Des ondes, sans ondes

Oreillettes filaires, « Air-Tube » et Bluetooth : quelle exposition aux ondes ?

Le 21 janvier 2022 à 15h20

Pendant des années, les recommandations officielles étaient d’utiliser des écouteurs pour réduire son exposition aux ondes, mais est-ce vraiment utile ? Si oui dans quelle mesure ? L’ANFR apporte des réponses, avec en plus un avis sur les écouteurs filaires « Air-Tube ».

En préambule, l’Agence nationale des fréquences (ANFR) rappelle que « les kits oreillettes permettent de réduire le niveau d’exposition du corps humain, et plus particulièrement de la tête, aux champs électromagnétiques induits par l’usage des téléphones ». Elle se propose d’apporter une précision importante et qui manquait cruellement : dans quelle proportion.

Six kits ont été testés : deux filaires – dont un Air-Tube, nous y reviendrons – et quatre Bluetooth. Rappel important : selon la norme EN 50663:2017, les kits sans fil, « parce qu’ils émettent à une puissance inférieure à 20 mW, sont exemptés de l’évaluation du niveau de DAS », contrairement aux smartphones par exemple. Un des buts de cette étude est donc de « mieux situer l’ordre de grandeur de leur exposition, notamment en comparaison avec le DAS produit par le terminal ».
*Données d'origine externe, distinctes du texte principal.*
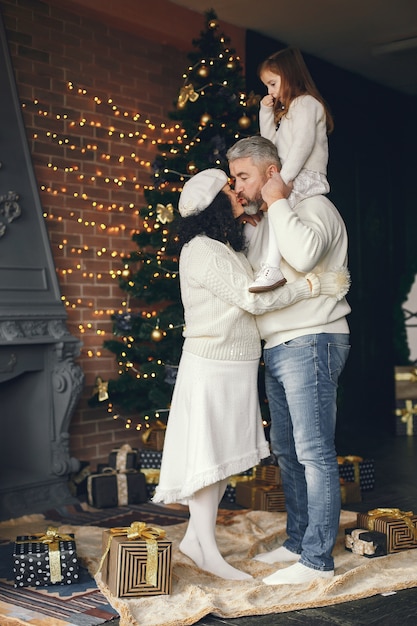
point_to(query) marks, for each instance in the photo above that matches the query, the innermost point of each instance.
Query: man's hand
(275, 189)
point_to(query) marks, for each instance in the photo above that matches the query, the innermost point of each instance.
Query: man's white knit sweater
(301, 138)
(219, 309)
(312, 238)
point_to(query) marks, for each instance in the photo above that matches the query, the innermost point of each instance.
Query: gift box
(356, 469)
(350, 492)
(123, 458)
(399, 527)
(137, 561)
(256, 494)
(270, 474)
(150, 458)
(405, 382)
(152, 479)
(154, 436)
(112, 488)
(365, 542)
(406, 418)
(77, 483)
(45, 559)
(230, 492)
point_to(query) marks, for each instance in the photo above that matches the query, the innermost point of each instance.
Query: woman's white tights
(199, 542)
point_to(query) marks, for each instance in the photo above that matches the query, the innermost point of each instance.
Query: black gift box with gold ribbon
(45, 559)
(112, 488)
(359, 470)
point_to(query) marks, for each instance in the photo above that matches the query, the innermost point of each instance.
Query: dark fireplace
(40, 383)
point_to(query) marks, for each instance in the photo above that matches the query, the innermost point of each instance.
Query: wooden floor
(395, 486)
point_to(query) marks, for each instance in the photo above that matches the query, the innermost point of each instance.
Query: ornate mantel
(40, 382)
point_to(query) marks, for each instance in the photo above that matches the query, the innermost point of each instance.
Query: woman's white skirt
(214, 428)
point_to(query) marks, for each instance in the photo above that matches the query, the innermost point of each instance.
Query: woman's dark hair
(216, 222)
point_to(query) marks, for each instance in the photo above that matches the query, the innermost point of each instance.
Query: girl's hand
(268, 101)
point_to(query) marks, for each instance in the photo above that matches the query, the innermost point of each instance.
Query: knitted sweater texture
(301, 138)
(312, 238)
(219, 309)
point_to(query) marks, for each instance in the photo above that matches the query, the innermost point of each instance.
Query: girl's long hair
(296, 81)
(216, 221)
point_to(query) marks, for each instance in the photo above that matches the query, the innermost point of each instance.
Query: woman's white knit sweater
(219, 309)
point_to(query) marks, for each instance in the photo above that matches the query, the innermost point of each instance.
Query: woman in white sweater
(294, 116)
(214, 428)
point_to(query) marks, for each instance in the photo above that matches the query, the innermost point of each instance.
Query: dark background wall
(372, 172)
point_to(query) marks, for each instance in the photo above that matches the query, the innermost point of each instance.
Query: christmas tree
(213, 112)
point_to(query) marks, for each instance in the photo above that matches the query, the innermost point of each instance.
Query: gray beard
(252, 208)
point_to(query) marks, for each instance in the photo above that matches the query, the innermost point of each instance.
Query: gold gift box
(125, 567)
(256, 494)
(405, 382)
(270, 474)
(400, 527)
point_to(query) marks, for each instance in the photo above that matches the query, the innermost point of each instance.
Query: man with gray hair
(306, 347)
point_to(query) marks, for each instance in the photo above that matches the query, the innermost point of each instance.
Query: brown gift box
(270, 474)
(125, 563)
(256, 494)
(350, 492)
(400, 527)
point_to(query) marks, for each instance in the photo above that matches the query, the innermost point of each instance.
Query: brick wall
(91, 162)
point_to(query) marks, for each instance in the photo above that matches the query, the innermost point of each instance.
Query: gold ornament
(244, 122)
(253, 100)
(205, 119)
(203, 71)
(101, 389)
(157, 334)
(187, 93)
(164, 214)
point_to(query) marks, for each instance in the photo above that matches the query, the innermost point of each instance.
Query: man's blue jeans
(301, 378)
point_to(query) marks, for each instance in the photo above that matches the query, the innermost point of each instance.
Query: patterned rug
(81, 604)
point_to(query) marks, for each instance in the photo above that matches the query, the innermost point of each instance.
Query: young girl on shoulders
(294, 116)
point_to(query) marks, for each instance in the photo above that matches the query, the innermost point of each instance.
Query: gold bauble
(157, 334)
(203, 71)
(205, 119)
(244, 121)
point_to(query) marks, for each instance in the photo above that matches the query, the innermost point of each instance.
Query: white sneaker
(296, 574)
(268, 278)
(280, 555)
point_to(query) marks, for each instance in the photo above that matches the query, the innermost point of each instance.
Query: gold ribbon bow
(407, 415)
(52, 538)
(405, 516)
(187, 92)
(102, 389)
(137, 531)
(158, 425)
(151, 475)
(164, 214)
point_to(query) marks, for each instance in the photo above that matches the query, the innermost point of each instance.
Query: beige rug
(196, 593)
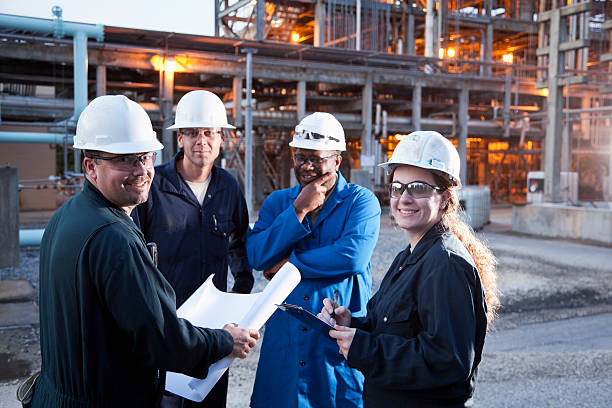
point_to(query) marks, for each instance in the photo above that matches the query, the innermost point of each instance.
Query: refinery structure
(518, 86)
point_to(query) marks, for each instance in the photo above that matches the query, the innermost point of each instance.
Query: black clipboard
(307, 318)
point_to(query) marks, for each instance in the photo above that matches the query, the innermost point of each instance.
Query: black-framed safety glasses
(308, 135)
(199, 132)
(316, 161)
(416, 189)
(128, 161)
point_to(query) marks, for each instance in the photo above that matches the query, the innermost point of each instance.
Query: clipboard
(307, 318)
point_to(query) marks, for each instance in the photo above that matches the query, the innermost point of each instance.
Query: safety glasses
(308, 135)
(416, 189)
(199, 132)
(316, 161)
(127, 162)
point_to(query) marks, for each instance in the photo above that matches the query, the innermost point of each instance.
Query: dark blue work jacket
(195, 241)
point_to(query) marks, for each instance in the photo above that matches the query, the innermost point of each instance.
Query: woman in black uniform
(421, 341)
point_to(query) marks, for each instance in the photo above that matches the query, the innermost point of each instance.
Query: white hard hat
(115, 124)
(428, 150)
(319, 131)
(200, 109)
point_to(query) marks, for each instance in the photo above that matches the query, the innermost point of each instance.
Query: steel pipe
(30, 237)
(43, 25)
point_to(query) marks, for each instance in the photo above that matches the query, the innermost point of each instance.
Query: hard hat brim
(390, 166)
(312, 146)
(198, 125)
(124, 148)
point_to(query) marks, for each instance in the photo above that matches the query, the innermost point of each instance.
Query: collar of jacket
(421, 248)
(96, 195)
(170, 180)
(337, 196)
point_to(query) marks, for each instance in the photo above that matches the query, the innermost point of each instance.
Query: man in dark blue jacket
(108, 324)
(197, 215)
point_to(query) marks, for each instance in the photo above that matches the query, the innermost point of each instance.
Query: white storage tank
(476, 201)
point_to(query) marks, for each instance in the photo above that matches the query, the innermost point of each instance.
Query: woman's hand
(344, 338)
(340, 314)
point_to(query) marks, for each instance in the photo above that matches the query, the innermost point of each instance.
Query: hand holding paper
(209, 307)
(341, 314)
(244, 340)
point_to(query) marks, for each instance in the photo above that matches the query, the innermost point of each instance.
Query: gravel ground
(533, 290)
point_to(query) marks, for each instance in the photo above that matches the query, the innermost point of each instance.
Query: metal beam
(232, 8)
(566, 46)
(416, 106)
(34, 137)
(462, 123)
(565, 11)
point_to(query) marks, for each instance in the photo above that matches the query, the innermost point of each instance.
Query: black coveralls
(422, 338)
(107, 316)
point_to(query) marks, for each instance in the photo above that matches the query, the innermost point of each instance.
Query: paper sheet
(211, 308)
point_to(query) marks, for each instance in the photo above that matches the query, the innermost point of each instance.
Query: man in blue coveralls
(328, 229)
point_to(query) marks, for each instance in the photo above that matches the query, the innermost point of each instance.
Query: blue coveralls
(298, 367)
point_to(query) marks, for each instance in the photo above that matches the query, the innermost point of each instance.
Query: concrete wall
(563, 221)
(34, 161)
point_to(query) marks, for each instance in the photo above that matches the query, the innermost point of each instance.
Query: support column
(9, 217)
(410, 48)
(566, 148)
(100, 80)
(166, 83)
(260, 20)
(489, 48)
(237, 108)
(416, 106)
(609, 192)
(258, 172)
(552, 166)
(429, 29)
(217, 22)
(79, 49)
(319, 29)
(366, 159)
(358, 25)
(248, 131)
(462, 119)
(507, 98)
(300, 101)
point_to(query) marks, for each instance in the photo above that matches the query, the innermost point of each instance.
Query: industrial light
(168, 64)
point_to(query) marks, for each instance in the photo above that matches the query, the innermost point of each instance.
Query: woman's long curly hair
(483, 257)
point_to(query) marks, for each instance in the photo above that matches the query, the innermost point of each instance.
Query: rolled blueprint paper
(209, 307)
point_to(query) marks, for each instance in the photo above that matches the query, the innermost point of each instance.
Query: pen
(335, 305)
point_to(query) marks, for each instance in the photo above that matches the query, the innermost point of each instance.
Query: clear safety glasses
(127, 162)
(199, 132)
(416, 189)
(316, 161)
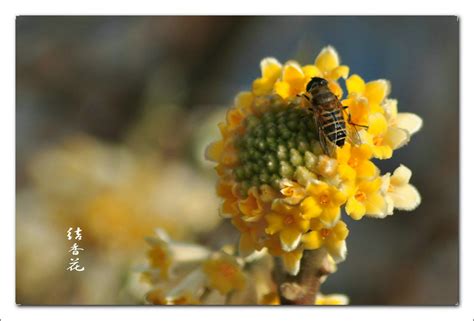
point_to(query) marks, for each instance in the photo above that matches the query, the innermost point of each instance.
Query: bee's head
(316, 82)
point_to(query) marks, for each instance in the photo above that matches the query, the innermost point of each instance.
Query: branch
(301, 289)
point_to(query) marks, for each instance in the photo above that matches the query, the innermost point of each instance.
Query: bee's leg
(349, 119)
(304, 95)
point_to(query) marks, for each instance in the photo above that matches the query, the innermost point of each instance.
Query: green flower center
(274, 145)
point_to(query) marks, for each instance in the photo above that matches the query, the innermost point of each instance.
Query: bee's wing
(353, 135)
(328, 147)
(352, 131)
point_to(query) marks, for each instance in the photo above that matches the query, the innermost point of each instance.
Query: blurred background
(113, 115)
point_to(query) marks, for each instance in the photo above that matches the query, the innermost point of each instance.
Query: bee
(328, 115)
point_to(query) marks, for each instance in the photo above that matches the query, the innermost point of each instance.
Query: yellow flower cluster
(188, 274)
(279, 188)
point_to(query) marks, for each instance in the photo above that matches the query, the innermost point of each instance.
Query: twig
(302, 288)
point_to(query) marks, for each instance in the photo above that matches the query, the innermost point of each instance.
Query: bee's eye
(310, 84)
(316, 81)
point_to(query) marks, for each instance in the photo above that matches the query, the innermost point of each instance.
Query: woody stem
(301, 289)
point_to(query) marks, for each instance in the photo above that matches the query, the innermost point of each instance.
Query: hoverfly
(328, 115)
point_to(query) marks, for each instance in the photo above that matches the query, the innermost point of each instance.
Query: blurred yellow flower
(399, 193)
(367, 199)
(224, 273)
(323, 201)
(331, 299)
(286, 220)
(332, 239)
(278, 186)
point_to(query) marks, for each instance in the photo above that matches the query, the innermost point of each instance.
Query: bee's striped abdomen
(334, 127)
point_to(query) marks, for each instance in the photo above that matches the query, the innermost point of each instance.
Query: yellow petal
(331, 299)
(330, 216)
(311, 71)
(382, 152)
(390, 107)
(377, 90)
(327, 60)
(291, 261)
(376, 205)
(410, 122)
(377, 124)
(275, 223)
(366, 169)
(396, 137)
(292, 71)
(355, 84)
(244, 100)
(262, 86)
(355, 209)
(335, 88)
(290, 238)
(310, 208)
(340, 230)
(282, 89)
(270, 67)
(338, 72)
(401, 176)
(405, 198)
(337, 250)
(312, 240)
(246, 246)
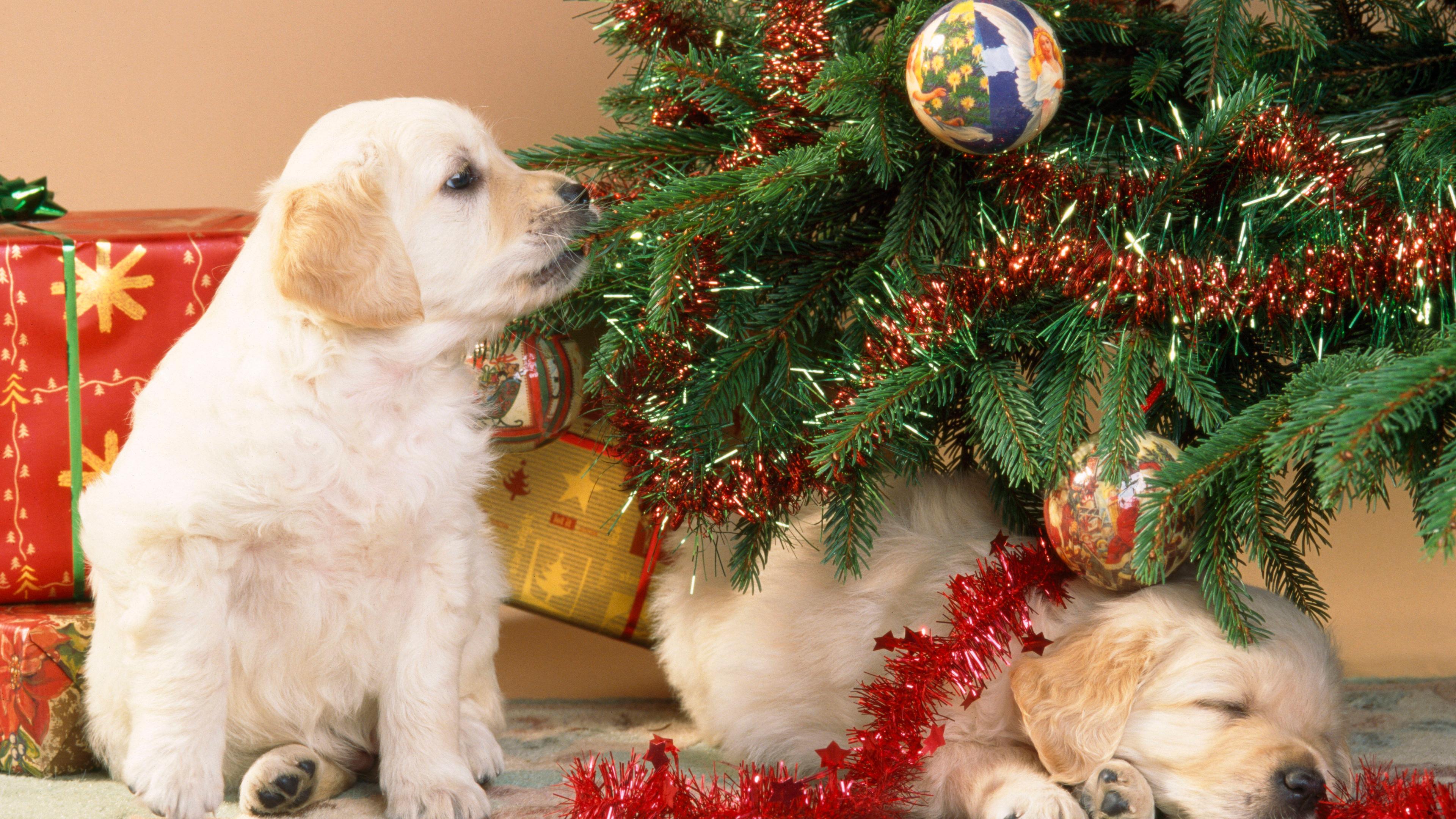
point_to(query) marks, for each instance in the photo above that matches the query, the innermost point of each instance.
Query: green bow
(27, 202)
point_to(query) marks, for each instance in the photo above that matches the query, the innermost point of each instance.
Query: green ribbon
(31, 202)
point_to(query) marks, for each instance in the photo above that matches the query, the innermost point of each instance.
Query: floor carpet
(1403, 723)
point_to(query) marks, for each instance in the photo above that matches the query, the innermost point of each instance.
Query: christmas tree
(1238, 232)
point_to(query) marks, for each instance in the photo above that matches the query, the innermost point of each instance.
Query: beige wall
(199, 102)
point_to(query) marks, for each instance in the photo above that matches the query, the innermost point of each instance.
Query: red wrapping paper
(142, 280)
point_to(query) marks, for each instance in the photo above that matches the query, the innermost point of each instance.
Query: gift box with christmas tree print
(41, 649)
(573, 541)
(142, 279)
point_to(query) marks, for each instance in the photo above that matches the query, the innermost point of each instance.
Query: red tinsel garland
(877, 774)
(1381, 795)
(1391, 257)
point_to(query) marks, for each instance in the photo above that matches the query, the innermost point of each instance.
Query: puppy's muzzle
(1298, 792)
(573, 221)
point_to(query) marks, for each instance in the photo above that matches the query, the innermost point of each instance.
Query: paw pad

Fidèle à son habitude, l’ANFR réalise des tests en mode « pire cas », c’est-à-dire quand les niveaux de puissance des dispositifs sont réglés au maximum durant toute la durée des mesures. Ainsi, le « téléphone émet à puissance maximale en mode voix sur les bandes GSM et WCDMA. En LTE [4G, ndlr], le téléphone émet à puissance maximale en mode donnée ».

ANFR DAS oreillettes

Sans plus attendre la conclusion (sans surprise) : « Cette étude confirme que l’utilisation des kits oreillettes, qu’ils soient filaires ou sans fil, permet de réduire le niveau d’exposition maximale aux ondes par rapport à un usage direct du téléphone contre l’oreille ». Passons maintenant au détail des chiffres.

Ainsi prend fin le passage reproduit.